In this complex potpourri, it is extremely difficult to provide religious Zionist youngsters with a worldly and balanced education and upbringing.
There are outstanding rabbis in the community but they face constant opposition from the haredi establishment.
Tzohar, the organization of moderate religious Zionist Orthodox rabbis, has made major contributions in providing religious services for those who have no religious educational background. But they decline to confront the Chief Rabbinate out of a misplaced fear that this would contribute to the further denigration of religious Judaism.

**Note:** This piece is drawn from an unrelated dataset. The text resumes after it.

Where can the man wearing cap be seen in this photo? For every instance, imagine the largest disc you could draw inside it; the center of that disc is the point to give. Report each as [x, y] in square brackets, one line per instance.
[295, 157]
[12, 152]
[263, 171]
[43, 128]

A bright light in the arena was the creation of an independent rabbinical court by religious Zionist rabbis to specifically challenge the monopoly relating to conversions imposed by the restrictive haredi-controlled Chief Rabbinate. The highly respected director of the Birkat Moshe hesder yeshiva in Maaleh Adumim, Rabbi Nahum Rabinovitch, heads this court, which includes Rabbi David Stav, chairman of Tzohar, Efrat Chief Rabbi Shlomo Riskin and others.
It is making headway in terms of conversions but faces a major challenge with over 300,000 immigrants from the former Soviet Union who are halachically considered non-Jews and who should be enabled to convert to avoid tragic social conflicts on a myriad of issues when they marry. This court is also reluctant to stand up and confront the Chief Rabbinate on other, broader areas that are currently undermining the religious status quo of the country.
Other organizations doing excellent work include Beit Morasha, headed by Professor Benny Ish-Shalom, which inculcates moderate religious standards into the educational system, and ITIM, run by Rabbi Seth Farber, which helps converts in the struggle to navigate the religious authorities’ bureaucracy.
On the more academic side, Eretz Hemdah, an institution headed by Rabbi Yosef Carmel, is an impressive Talmudic college constructively reviewing halachic issues that the Chief Rabbinate is inclined to ignore or reject.
It is incredible that, despite the office of the Chief Rabbinate, which deters rather than inspires spirituality, the country is nevertheless experiencing a major spiritual revival with a greater appreciation of the Jewish heritage and tradition among rank-and-file Israelis than ever before.
Regrettably, until there is political reform, the haredim will continue to inhibit progress. And unless Habayit Hayehudi rejects its extremist elements, it will not succeed in promoting the moderate religious Zionism that should be its principle raison d’être.
Economics will ultimately lead to an upheaval but while the status quo persists, the nation is obliged to pay a bitter price. The only solution would be a mutual undertaking by the government and opposition parties to prevent their exploitation by the haredim.
Regrettably, the prospects for political parties to agree to any such undertaking at the expense of their own self-serving interests are inconceivable — and thus they bear the responsibility for the hijacking of state religious instrumentalities by the haredi extremists.